- Branksome Location within County Durham
- OS grid reference: NZ260163
- Unitary authority: Darlington;
- Ceremonial county: County Durham;
- Region: North East;
- Country: England
- Sovereign state: United Kingdom
- Post town: DARLINGTON
- Postcode district: DL3
- Police: Durham
- Fire: County Durham and Darlington
- Ambulance: North East

= Branksome, County Durham =

Area of Darlington, England

Branksome is a suburb of Darlington in County Durham, in England. It is situated to the north-west of the town, close to Mowden, Cockerton, West Park and Faverdale.

It is largely made up from council owned properties and service buildings started in the late 1940s through to the 1970s.

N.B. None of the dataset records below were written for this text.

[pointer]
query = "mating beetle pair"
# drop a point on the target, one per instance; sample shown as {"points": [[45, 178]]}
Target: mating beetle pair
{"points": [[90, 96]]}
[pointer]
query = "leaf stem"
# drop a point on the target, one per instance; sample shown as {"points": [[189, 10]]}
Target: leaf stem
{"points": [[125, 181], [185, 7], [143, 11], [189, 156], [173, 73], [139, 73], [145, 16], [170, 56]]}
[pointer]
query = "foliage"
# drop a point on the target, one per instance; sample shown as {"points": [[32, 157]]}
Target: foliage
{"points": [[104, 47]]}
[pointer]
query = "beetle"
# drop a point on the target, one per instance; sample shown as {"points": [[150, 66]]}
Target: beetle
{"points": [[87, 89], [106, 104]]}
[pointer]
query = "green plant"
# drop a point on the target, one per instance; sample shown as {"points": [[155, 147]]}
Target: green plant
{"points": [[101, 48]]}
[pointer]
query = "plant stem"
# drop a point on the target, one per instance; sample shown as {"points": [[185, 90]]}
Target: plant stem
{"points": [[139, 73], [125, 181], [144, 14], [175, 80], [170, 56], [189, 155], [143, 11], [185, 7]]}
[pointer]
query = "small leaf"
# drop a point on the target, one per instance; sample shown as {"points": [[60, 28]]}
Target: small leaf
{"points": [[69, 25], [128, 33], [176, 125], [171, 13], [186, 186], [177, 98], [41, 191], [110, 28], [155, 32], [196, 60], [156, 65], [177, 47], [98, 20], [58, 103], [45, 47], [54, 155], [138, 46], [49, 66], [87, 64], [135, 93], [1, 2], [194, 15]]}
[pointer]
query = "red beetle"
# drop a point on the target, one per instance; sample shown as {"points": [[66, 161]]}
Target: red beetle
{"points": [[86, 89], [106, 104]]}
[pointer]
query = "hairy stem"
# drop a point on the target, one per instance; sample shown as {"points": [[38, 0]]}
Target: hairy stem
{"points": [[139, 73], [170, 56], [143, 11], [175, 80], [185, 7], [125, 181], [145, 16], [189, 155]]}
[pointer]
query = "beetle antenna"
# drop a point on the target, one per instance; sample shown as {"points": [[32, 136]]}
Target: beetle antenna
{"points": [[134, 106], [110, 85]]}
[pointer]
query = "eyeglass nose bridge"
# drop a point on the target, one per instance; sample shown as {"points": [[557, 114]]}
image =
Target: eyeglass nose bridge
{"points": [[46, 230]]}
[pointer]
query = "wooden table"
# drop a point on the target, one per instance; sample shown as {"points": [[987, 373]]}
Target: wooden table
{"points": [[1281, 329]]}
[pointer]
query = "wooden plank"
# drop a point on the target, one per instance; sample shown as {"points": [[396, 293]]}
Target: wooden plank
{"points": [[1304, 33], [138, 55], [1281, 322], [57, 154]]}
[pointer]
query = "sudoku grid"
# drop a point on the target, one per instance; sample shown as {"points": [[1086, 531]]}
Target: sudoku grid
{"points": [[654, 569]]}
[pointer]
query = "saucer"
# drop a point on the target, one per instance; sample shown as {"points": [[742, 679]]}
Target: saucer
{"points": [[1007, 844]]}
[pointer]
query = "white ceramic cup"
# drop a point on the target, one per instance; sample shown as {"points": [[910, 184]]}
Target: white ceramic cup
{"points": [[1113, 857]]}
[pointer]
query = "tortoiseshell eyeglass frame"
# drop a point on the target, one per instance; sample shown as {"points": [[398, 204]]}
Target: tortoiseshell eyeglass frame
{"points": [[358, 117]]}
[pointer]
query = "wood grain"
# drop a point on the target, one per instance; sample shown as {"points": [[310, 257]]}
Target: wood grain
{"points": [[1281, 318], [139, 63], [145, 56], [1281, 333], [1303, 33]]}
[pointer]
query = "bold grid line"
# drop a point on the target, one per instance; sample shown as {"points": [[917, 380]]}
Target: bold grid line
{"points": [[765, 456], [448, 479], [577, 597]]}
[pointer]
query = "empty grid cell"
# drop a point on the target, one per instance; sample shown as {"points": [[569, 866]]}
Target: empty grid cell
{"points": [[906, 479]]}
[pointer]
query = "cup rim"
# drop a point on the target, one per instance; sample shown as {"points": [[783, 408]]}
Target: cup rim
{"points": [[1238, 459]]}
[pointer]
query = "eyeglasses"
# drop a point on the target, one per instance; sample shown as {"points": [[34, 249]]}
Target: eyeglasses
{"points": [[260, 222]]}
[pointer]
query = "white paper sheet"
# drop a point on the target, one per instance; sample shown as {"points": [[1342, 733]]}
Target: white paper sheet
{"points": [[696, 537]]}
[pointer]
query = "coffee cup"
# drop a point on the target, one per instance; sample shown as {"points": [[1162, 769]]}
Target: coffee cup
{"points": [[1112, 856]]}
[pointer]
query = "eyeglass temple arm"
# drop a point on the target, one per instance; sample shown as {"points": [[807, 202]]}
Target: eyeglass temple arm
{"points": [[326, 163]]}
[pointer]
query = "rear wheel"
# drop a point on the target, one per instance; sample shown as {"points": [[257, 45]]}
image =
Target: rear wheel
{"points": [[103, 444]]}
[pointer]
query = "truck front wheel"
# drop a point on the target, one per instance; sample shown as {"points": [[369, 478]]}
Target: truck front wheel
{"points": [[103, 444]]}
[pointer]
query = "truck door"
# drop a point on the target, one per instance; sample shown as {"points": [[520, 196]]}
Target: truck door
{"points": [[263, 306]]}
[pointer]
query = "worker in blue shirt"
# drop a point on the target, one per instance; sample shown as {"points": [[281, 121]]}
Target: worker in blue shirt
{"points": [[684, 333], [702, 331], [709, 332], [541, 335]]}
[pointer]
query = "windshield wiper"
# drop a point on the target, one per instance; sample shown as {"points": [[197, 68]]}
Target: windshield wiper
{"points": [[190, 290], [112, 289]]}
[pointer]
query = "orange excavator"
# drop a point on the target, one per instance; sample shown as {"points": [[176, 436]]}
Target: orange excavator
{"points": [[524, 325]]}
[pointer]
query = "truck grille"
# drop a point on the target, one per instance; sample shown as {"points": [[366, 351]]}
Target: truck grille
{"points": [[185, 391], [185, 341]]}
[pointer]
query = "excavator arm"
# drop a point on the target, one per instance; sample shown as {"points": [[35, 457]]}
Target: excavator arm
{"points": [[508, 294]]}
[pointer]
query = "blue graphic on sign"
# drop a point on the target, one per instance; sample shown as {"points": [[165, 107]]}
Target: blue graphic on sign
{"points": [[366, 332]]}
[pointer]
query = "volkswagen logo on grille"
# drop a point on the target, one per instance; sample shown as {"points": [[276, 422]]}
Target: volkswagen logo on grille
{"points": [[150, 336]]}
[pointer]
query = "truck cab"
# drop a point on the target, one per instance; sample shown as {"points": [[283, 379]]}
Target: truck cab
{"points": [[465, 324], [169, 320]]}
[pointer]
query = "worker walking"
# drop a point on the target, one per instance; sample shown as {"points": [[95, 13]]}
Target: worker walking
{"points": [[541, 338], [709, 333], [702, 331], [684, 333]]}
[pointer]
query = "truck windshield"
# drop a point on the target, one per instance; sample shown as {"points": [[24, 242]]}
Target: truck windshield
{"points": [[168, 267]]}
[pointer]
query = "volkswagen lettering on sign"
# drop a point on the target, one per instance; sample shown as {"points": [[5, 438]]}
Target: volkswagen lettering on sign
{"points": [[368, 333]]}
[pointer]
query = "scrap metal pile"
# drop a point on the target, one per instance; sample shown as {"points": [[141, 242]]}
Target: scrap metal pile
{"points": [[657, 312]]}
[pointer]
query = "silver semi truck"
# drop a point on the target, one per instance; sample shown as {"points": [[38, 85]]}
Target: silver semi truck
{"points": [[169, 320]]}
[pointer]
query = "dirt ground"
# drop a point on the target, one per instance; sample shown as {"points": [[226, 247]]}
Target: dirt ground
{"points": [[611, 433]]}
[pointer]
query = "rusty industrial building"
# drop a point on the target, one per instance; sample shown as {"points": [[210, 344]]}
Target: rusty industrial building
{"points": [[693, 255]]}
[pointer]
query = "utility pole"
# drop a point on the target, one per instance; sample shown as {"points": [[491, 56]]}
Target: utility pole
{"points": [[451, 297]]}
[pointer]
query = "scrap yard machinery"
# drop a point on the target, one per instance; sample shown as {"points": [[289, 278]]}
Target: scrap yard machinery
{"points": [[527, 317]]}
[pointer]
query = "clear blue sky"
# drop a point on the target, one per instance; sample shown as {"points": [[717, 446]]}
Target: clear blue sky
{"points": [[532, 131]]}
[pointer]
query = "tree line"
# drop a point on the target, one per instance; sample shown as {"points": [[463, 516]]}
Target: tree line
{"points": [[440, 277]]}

Although some of the council built houses and flats have been sold to tenants since the 1980s under the government 'right to buy' scheme, many are still retained as rented properties by the Housing Department of Darlington Borough Council (unitary authority). This management situation was consulted on in 2003-04 and the Housing Dept. retained management after consultations with tenants throughout the borough who expressed a desire to remain under local authority management rather than the alternatives.

It lies in the Cockerton West Ward of the Darlington Borough and elects two councillors every four years.

Adjacent to Branksome on the Northern side lies the old Darlington to Barnard Castle railway station . Although there is little evidence of this now having primarily been reclaimed by farmers. When Branksome was first built it was possible to follow the railway line all the way to Barnard Castle.